Critics’ Picks

Monica Bonvicini, Never Again, 2005. Installation view.

Monica Bonvicini, Never Again, 2005. Installation view.


“Art Against Architecture”

National Gallery of Iceland
Fríkirkjuvegur 7
May 16–June 29, 2008

Should art fill space or actively construct it? This seems to be the premise of “Art Against Architecture,” a group show held in this challenging space. (The museum, built according to a 1980s-era postmodern style, is the antithesis of the white cube.) Monica Bonvicini has been interested in architecture for some time, especially its relationship to issues of sex and gender. Her installation, Never Again, 2005, consists of a series of leather and chain hammocks suspended from metal scaffolding; viewers are invited to sit on them, filling the space with the sound of jangling metal.
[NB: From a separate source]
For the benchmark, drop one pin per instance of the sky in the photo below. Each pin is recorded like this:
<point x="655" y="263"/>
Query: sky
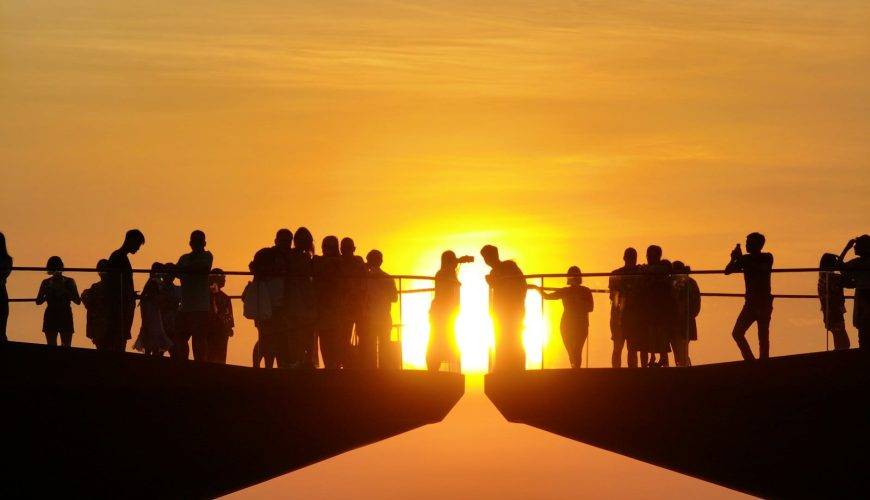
<point x="561" y="131"/>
At the exhibition’s entrance, Franz West posters welcome attendees, while deeper within, Icelandic artist Finnbogi Pétursson, known for his enchanting sound installations, turns a dark room into a meditative corner by magnifying and projecting the flickering flame of a candle across four walls. Video artist Steina (a founder of the Kitchen in New York in 1971) transforms a dark room into an observatory within which to admire the vertiginous rotations of an object that at first sight resembles Earth as seen from outer space. The most engaging work in the exhibition is Elín Hansdóttir’s Path, 2008. Hidden behind a heavy metal door (and limited to only one viewer at a time), the installation consists of a dark and eerie labyrinth, which extends for some distance. Left alone, the participant zigzags blindly, winding around sharp corners and through corridors only three to four feet wide. A deeply claustrophobic experience, the work introduces expectations that are never fulfilled; eventually, you simply reach a dead end and have to walk back.